When moving out of your apartment, be sure to take clear photos and videos of every room with a date stamp. This includes storage spaces, closets, and outside areas like balconies. Similar to how you should always note the condition of your apartment when you move in, documenting how your apartment looks at the time of moving out can help protect you from costly damages incurred by someone else.

Repair Any Damage

Though avoiding damage altogether is the best way to get your security deposit back, if you do have damages, you’ll want to make sure they’ve been repaired before you move out. Common apartment repairs include appliance tune-ups, water or air leaks, dripping faucets, furnace repairs, and electrical work. In most cases, your landlord or rental property management company will have a maintenance staff or contractors who take care of this work via submitted request. Easier fixes like patching holes in the wall or painting a room back to its original color can be handled by yourself, provided you have your landlord’s written consent.

Clean Your Space

Make sure to do one last deep clean of your apartment home before moving out. Clear out and wipe down appliances, scrub sinks and showers, clean toilets, mop or vacuum floors, and dust ceiling fans and blinds. By ensuring your home is as spotless as it was the day you moved in, you’ll be more likely to get your security deposit back from your landlord.

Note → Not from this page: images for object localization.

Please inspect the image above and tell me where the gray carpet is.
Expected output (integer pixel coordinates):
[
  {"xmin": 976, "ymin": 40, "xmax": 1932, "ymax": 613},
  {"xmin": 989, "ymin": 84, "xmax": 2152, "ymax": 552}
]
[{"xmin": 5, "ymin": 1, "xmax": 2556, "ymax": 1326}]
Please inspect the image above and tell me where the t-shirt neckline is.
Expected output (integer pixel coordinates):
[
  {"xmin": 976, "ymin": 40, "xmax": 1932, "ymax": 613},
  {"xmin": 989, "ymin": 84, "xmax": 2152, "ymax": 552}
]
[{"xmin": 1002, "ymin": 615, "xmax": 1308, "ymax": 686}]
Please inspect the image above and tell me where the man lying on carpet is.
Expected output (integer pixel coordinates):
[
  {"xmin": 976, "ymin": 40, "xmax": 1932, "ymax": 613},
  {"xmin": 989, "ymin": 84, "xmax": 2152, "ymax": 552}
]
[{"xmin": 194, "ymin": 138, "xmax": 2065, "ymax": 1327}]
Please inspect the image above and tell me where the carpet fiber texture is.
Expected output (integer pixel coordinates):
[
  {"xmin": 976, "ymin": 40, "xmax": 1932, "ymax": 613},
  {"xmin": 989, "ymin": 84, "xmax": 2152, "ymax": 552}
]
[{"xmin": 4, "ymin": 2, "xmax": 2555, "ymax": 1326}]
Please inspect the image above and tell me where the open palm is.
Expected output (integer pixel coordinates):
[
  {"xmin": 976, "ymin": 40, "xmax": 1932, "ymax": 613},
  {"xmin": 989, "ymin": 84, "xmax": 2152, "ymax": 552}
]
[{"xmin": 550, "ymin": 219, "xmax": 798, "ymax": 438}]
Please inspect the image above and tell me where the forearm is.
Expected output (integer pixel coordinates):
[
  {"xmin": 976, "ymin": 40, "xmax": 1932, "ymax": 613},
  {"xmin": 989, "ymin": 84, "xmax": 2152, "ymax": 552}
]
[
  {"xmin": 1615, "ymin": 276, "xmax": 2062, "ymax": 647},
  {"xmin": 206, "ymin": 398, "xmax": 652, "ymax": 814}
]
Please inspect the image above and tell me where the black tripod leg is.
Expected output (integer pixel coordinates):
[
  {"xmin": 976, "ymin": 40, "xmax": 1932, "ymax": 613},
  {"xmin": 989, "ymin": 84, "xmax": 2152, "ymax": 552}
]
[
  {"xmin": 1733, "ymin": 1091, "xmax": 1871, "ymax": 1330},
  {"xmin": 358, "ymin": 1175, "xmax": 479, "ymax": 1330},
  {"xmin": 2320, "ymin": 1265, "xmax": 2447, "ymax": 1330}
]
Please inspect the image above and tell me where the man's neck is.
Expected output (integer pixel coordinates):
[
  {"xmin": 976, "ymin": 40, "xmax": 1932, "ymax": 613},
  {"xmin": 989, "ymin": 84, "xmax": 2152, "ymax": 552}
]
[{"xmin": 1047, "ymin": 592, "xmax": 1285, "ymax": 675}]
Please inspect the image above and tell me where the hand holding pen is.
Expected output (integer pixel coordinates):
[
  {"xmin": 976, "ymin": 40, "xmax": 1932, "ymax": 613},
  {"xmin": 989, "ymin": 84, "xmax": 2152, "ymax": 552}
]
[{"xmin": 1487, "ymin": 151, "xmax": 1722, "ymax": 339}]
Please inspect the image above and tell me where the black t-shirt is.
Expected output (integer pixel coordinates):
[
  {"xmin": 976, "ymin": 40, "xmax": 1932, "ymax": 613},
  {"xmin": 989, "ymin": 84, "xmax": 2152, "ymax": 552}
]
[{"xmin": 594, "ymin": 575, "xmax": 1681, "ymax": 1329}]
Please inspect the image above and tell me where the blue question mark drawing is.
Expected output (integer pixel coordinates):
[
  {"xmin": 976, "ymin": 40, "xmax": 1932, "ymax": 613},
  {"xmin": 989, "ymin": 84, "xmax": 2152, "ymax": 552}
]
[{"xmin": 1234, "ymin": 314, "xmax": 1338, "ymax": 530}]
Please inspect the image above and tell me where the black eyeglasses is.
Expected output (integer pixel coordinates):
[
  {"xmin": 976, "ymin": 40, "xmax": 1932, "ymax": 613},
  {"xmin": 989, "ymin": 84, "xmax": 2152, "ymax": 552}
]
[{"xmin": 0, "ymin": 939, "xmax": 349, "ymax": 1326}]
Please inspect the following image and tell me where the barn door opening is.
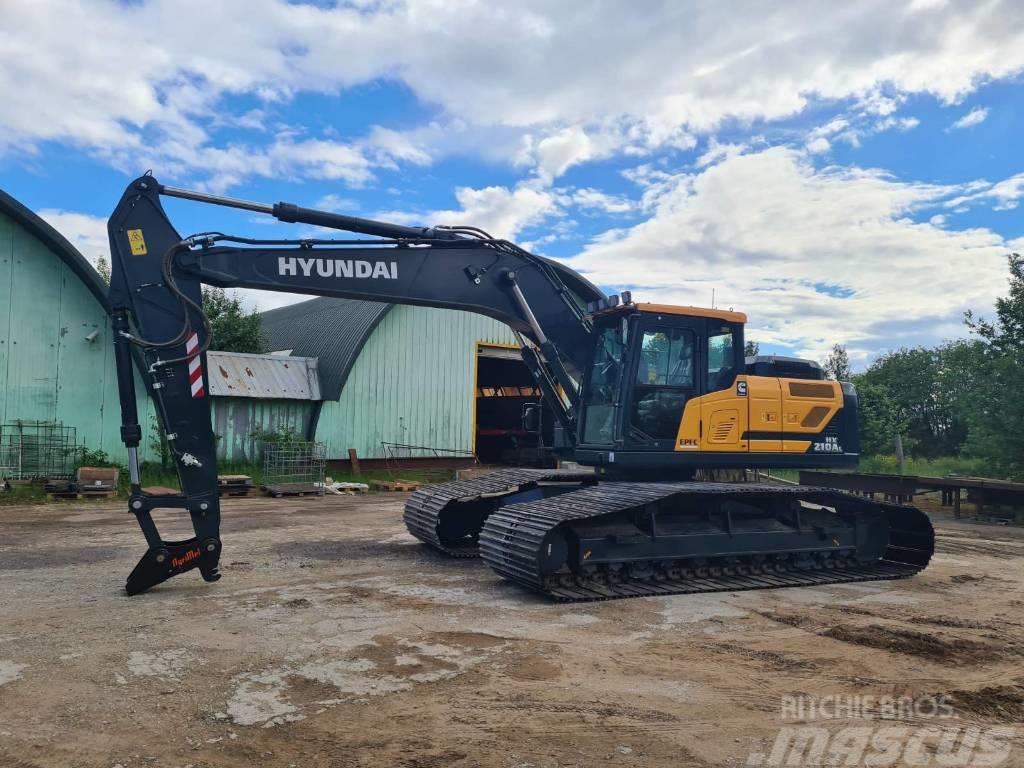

Ask for a Final Walkthrough

Before you leave, ask your landlord if they can do a final inspection of your rental unit. If they’re able to conduct a walkthrough with you, make sure to point out specific areas of concern, including any damage that was in the unit prior to your move-in date and any issues that you requested to be fixed that were not. Again, this is where photo and video documentation of your rental apartment can come in handy.

Return the Keys

After you move out, contact your landlord and set up a time to return your keys. You should find out how they would like to receive keys, whether it’s in person or by mail. If you don’t return your keys, you may be charged a replacement fee for each key you take with you, as well as for any locks that need to be changed.

Leave a Forwarding Address

Even though your landlord likely won’t return your apartment security deposit the same day you move out, it’s best to leave them with an accurate forwarding address. After the final inspection has been completed, your landlord or rental management company will be able to forward the security deposit to you. You can expect to receive the security deposit back within 30 days after the move-out date, though this can vary state by state.

Know Your Rights

Understanding your rights as a renter can help with getting your security deposit back. A landlord isn’t allowed to hold onto your security deposit without giving you a valid reason. If they do, you can request an itemized list. If some of your deposit is withheld, you’re entitled to written documentation of the damage it’s being used for. Different states have laws that impact how much a landlord can hold onto your deposit. There are deadlines for landlords returning security deposits that vary from 14 days up to 60 days.